Human Epididymis Protein-4 Gene Expression as a Biomarker in Patients with Ovarian Cancer in Iran
Arezo Shahi1, Naghmeh Bahrami2,3, Atefeh Fakharian4, Somayeh Sharifynia5, Elham Moslemi6*, Amir Izadi7,8, Adnan Khosravi9, Hamidreza Jamaati4, Abdolreza Mohamadnia10,11
1Department of Biology, Faculty of Basic Sciences, Islamic Azad University, North Tehran Branch, Tehran, Iran.
2Craniomaxillofacial Research center, Tehran University of Medical Sciences, Tehran, Iran.
3Oral and Maxillofacial Surgery Department, School of Dentistry, Tehran University of Medical Sciences, Tehran, Iran.
4Chronic Respiratory Diseases Research Center, National Research Institute of Tuberculosis and Lung Diseases (NRITLD), Shahid Beheshti University of Medical Sciences, Tehran, Iran.
5Clinical Tuberculosis and Epidemiology Research Center, National Research Institute of Tuberculosis and Lung Diseases (NRITLD), Shahid Beheshti University of Medical Sciences, Tehran, Iran.

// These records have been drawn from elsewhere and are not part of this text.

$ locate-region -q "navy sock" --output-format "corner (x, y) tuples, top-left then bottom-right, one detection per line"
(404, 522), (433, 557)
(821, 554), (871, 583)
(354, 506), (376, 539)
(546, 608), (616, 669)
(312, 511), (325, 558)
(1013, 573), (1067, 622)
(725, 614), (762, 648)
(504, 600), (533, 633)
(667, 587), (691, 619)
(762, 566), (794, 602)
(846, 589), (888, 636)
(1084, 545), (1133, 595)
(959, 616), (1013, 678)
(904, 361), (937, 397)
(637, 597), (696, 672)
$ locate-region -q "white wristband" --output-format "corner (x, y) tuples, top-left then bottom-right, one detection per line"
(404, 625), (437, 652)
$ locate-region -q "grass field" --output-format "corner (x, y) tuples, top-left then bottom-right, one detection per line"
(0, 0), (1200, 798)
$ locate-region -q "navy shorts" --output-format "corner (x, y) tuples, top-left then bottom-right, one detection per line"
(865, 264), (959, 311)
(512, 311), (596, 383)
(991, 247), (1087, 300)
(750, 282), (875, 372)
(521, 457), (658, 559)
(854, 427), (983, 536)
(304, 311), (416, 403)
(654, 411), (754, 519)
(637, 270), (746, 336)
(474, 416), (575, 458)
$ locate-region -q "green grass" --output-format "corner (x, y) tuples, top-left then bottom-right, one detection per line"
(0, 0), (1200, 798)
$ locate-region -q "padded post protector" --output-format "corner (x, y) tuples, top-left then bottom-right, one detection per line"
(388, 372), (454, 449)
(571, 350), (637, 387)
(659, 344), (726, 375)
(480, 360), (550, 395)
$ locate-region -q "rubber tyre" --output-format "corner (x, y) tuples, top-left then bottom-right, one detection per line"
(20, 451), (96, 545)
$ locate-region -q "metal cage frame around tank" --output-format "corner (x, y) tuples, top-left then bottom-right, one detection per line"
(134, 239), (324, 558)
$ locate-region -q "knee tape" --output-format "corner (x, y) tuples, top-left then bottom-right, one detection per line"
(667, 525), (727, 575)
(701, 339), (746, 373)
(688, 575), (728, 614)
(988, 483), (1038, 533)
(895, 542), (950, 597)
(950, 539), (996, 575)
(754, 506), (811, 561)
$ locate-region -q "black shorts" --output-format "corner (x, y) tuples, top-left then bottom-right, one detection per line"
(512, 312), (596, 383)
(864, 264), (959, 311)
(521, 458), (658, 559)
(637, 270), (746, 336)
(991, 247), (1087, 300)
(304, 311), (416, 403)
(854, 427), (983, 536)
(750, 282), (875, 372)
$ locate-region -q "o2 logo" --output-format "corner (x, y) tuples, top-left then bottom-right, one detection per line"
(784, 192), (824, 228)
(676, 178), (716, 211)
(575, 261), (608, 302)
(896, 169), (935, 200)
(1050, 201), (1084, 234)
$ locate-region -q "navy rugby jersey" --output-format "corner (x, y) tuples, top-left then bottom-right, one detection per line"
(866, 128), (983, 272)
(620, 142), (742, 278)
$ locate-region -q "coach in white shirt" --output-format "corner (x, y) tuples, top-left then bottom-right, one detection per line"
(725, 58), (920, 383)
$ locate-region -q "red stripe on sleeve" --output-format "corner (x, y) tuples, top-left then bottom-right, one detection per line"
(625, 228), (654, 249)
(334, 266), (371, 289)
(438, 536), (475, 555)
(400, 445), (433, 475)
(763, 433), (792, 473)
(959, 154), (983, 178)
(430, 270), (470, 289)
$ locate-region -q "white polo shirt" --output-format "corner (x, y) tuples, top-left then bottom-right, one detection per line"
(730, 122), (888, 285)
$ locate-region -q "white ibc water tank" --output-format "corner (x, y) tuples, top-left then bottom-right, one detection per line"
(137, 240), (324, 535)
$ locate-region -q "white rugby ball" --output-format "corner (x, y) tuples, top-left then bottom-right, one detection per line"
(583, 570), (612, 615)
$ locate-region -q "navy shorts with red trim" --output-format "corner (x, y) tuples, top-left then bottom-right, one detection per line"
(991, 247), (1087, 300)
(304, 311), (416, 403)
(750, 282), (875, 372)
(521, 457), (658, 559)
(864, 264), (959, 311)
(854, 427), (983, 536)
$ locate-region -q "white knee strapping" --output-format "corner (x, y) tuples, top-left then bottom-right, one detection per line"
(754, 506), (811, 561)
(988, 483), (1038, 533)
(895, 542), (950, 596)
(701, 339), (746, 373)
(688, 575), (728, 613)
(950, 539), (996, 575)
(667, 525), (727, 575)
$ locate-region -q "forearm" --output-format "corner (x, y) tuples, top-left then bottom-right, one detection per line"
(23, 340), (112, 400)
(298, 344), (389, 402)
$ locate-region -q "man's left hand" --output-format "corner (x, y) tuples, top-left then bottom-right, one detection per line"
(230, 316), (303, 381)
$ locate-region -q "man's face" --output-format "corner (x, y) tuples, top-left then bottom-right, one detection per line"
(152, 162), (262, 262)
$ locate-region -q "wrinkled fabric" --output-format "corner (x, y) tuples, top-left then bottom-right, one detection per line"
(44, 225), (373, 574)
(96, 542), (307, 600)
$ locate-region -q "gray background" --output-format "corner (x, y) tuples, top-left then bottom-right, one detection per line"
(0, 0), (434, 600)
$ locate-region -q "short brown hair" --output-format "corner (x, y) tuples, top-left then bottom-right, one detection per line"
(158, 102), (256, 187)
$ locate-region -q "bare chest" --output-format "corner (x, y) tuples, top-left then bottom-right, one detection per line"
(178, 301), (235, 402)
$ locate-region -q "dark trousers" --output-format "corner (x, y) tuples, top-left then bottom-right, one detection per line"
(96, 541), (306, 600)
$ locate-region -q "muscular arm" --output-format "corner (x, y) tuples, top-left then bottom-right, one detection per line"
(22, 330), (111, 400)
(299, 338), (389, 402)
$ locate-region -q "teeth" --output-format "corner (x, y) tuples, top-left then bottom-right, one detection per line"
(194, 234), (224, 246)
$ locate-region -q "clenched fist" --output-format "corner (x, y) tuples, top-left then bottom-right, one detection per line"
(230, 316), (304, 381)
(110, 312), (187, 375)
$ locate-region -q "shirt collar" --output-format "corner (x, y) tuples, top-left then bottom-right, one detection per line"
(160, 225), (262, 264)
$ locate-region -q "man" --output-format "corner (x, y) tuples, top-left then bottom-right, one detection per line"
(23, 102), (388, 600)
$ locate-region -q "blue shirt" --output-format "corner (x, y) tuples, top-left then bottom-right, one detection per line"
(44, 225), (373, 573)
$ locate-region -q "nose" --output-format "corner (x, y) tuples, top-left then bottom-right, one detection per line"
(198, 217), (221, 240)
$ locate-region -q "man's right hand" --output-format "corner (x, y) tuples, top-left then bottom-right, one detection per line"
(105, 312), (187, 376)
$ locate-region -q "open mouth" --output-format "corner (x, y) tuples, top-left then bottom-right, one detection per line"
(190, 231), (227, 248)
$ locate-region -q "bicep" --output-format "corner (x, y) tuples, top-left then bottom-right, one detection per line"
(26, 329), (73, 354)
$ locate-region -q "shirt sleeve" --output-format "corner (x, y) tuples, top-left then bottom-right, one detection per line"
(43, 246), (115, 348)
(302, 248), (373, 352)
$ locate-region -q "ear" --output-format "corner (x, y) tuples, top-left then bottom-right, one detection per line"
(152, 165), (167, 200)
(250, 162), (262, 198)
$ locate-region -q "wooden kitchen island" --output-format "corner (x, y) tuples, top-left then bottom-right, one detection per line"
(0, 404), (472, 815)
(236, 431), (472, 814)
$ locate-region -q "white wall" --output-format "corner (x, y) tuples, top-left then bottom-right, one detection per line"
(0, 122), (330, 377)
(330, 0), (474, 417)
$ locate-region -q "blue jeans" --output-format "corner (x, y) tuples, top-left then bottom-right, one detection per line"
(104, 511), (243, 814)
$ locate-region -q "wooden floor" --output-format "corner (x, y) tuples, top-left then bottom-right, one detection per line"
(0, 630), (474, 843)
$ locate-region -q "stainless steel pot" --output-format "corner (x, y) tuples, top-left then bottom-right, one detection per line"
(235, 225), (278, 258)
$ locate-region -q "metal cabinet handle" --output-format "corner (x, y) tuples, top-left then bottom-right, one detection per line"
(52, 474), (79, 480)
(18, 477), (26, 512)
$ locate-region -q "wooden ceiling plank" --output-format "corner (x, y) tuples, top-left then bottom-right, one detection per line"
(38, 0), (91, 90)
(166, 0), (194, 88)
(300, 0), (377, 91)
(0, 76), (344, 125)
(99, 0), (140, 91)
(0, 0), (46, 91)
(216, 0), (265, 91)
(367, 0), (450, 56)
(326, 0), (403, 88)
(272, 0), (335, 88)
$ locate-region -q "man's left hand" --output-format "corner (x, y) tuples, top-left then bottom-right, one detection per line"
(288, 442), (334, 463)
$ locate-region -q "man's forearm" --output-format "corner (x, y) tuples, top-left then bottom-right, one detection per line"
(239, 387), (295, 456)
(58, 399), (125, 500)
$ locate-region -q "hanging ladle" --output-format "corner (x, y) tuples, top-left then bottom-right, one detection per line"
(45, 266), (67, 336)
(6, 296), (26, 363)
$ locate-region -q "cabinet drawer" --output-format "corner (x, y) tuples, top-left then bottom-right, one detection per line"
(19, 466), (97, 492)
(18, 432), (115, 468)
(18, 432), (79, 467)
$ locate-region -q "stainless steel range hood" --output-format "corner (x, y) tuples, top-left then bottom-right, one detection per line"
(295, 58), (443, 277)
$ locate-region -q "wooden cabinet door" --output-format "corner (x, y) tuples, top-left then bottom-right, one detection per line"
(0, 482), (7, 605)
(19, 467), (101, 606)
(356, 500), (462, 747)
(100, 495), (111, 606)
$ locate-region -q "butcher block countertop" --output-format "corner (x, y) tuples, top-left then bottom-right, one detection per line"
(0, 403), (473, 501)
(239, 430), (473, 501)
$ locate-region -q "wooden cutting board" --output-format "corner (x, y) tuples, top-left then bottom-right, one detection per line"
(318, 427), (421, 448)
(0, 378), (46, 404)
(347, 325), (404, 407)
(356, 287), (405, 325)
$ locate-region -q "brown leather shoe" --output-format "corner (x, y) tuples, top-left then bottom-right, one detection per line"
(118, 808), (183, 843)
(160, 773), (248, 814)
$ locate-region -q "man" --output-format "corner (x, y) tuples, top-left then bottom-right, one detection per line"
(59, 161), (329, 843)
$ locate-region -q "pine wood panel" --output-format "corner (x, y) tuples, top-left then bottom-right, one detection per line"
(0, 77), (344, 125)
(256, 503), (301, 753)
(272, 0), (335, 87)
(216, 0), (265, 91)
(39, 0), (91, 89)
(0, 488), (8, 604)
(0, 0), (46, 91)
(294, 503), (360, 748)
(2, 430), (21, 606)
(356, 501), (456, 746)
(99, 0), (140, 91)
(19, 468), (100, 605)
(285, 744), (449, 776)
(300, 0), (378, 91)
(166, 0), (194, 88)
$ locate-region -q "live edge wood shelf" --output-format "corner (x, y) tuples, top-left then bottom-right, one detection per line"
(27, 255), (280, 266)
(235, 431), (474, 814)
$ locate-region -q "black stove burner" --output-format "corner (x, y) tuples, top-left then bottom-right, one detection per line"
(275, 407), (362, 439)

6Department of Biology, Islamic Azad University, Tehran East, Tehran, Iran.
7Young Researchers and Scholars Club, Islamic Azad University, Tehran East, Tehran, Iran.
8Bunge Oxir Research Institute, Iran.
9Tobacco Prevention and Control Research Center, National Research Institute of Tuberculosis and Lung Diseases (NRITLD), Shahid Beheshti University of Medical Sciences, Tehran, Iran.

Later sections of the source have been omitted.